The second work to be screened by the Association of Friends of the Soviet Union (Bund der Freunde der Sowjetunion) on this communist movie night was only ever available in a silent version. In 1929, when Turksib was released, sound film was already starting to prevail in the USA and increasingly in Europe. However, in the Soviet Union work was underway on several sound film systems in order to avoid being dependent on the Western patents. The Russian director Viktor Turin had studied at the Massachusetts Institute of Technology (MIT) and worked as a screenwriter in Hollywood before returning to the Soviet Union and shooting Turksib for the film company Vostok Kino: the film was a documentary about the 898-mile-long railroad line from Turkestan to Siberia, which was constructed from late 1926 to early 1931. "In several respects, 'Turksib' is characteristic of the new direction of Russian film art," wrote the film critic Fritz Rosenfeld on the day of the Viennese premiere, April 4, 1930, in the Social Democratic Arbeiter-Zeitung, "it is no longer a feature film; it dispenses with the studio and the actors and nevertheless it is not a documentary film [Kulturfilm] in the usual sense, but rather a dramatically modeled filmic document […]."

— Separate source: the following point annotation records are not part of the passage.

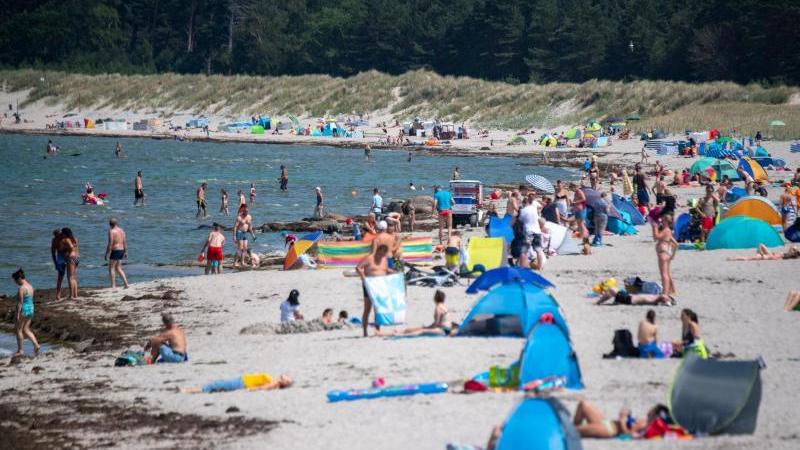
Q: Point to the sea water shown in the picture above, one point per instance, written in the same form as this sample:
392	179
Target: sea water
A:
39	194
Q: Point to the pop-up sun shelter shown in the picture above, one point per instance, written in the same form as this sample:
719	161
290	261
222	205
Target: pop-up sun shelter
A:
510	310
539	424
548	353
742	232
756	207
714	397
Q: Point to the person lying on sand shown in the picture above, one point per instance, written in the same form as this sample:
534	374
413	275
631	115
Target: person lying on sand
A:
621	297
251	382
441	326
764	254
591	423
169	346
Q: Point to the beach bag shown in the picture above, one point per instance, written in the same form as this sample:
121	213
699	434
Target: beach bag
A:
623	345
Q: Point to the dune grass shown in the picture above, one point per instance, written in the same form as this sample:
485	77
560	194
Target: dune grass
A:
673	106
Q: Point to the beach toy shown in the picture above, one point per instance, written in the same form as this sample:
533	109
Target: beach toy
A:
389	391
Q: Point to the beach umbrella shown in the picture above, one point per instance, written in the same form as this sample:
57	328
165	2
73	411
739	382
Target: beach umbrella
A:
541	183
299	247
506	275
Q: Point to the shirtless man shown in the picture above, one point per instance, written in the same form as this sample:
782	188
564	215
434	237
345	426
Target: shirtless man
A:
214	255
373	265
284	178
243	225
138	189
169	346
201	200
116	251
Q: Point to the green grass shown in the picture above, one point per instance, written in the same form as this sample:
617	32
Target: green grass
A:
674	106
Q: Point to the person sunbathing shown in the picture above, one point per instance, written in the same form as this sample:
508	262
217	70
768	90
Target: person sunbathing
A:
622	297
251	382
763	254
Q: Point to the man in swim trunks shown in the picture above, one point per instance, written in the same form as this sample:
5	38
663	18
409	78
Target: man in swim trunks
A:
169	346
201	200
116	251
284	178
214	255
373	265
138	189
443	204
58	260
243	225
708	212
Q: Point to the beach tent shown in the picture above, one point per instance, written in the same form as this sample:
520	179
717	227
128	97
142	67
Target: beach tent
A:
720	167
573	133
487	252
299	247
548	353
624	205
539	424
501	227
753	168
756	207
743	232
561	240
510	310
711	396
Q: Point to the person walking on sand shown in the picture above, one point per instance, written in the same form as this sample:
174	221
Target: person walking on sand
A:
243	225
138	189
116	251
24	313
72	256
170	345
666	246
443	204
318	208
223	207
201	200
58	260
214	255
372	265
284	178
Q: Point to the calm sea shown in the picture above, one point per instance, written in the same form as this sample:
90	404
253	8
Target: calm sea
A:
40	194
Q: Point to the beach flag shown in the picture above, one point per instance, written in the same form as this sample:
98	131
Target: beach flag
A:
388	295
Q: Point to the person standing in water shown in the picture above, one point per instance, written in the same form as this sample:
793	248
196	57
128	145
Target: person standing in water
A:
138	189
24	313
72	256
284	178
58	260
116	251
201	200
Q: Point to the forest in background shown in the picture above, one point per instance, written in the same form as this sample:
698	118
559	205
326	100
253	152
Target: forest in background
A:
510	40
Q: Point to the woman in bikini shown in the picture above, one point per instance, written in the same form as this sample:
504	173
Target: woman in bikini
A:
72	256
666	246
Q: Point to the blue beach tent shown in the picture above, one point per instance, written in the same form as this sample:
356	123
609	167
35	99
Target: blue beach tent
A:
539	424
548	353
510	310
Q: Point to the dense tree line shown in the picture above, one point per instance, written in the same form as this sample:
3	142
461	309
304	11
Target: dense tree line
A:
514	40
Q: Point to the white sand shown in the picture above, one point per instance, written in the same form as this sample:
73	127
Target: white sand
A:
740	307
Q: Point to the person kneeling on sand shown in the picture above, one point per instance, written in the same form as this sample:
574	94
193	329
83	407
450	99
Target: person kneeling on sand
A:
250	381
622	297
169	346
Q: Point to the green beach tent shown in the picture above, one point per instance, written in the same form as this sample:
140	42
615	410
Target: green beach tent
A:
720	166
743	232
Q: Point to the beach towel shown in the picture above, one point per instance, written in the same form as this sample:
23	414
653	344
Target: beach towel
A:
388	295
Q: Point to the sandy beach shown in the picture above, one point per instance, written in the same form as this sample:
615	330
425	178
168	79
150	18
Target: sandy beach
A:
79	398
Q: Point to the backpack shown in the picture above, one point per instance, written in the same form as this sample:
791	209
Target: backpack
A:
623	345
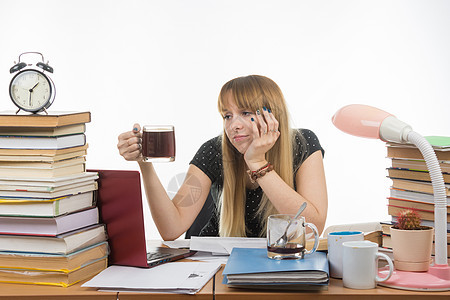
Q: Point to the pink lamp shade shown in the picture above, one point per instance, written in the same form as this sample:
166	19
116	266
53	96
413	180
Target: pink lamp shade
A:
360	120
371	122
367	121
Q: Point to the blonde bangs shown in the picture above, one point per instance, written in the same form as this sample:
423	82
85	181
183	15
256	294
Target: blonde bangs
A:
252	92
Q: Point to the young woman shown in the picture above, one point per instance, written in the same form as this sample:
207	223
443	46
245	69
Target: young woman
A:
259	166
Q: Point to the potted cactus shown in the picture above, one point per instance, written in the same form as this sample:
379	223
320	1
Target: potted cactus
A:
411	242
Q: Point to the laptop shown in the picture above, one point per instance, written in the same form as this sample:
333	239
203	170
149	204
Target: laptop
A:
119	199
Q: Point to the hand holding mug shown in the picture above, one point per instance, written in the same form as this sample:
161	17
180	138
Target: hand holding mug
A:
129	144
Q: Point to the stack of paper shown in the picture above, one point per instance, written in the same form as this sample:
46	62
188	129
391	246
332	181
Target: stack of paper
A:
251	268
175	277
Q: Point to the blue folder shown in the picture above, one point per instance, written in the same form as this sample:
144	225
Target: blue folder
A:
251	260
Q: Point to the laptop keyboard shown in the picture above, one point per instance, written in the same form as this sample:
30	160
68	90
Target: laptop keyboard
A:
156	255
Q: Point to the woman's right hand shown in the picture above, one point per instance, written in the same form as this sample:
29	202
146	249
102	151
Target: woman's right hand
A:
129	144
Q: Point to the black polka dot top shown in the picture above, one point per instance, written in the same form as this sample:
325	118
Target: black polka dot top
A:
209	159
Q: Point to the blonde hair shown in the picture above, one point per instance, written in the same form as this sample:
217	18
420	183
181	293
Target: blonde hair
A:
252	92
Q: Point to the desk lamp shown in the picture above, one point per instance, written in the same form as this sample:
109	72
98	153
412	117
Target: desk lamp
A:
367	121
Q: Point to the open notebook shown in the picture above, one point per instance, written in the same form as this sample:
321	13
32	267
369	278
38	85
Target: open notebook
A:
120	204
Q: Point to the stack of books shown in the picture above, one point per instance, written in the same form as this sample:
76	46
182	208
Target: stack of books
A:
411	183
50	231
251	268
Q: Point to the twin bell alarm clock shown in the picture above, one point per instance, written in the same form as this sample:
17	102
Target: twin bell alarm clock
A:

Turin had presented excerpts from the film in Vienna two months previously at the Society of Engineers and Architects (Ingenieur- und Architektenverein) and emphasized in his introduction that the Soviet directors depicted social conflicts rather than individual heroes. In the case of Turksib, however, the film was not about a communist class war, but the "development of our country from complete technological backwardness and barbarism to colossal progress," as Turin explained in his lecture in Vienna. This modernization process is embodied by two opposing collectives in the film: while the Russian engineers together with air hammers and mechanical diggers represent the "colossal progress," the "backwardness and barbarism" appear in the form of the Kazakh nomads with their donkeys and camels. However, in Turksib the railroad is not shown as a synthesis of modern and natural life. Instead, the "steel path," the original title of the film, was intended to liberate the rural territories from the forces of nature. In truth, during the Soviet collectivization of 1931 to 1933, the Kazakhs lost not only their nomadic lifestyle, but some 1.75 million of them also their biological lives.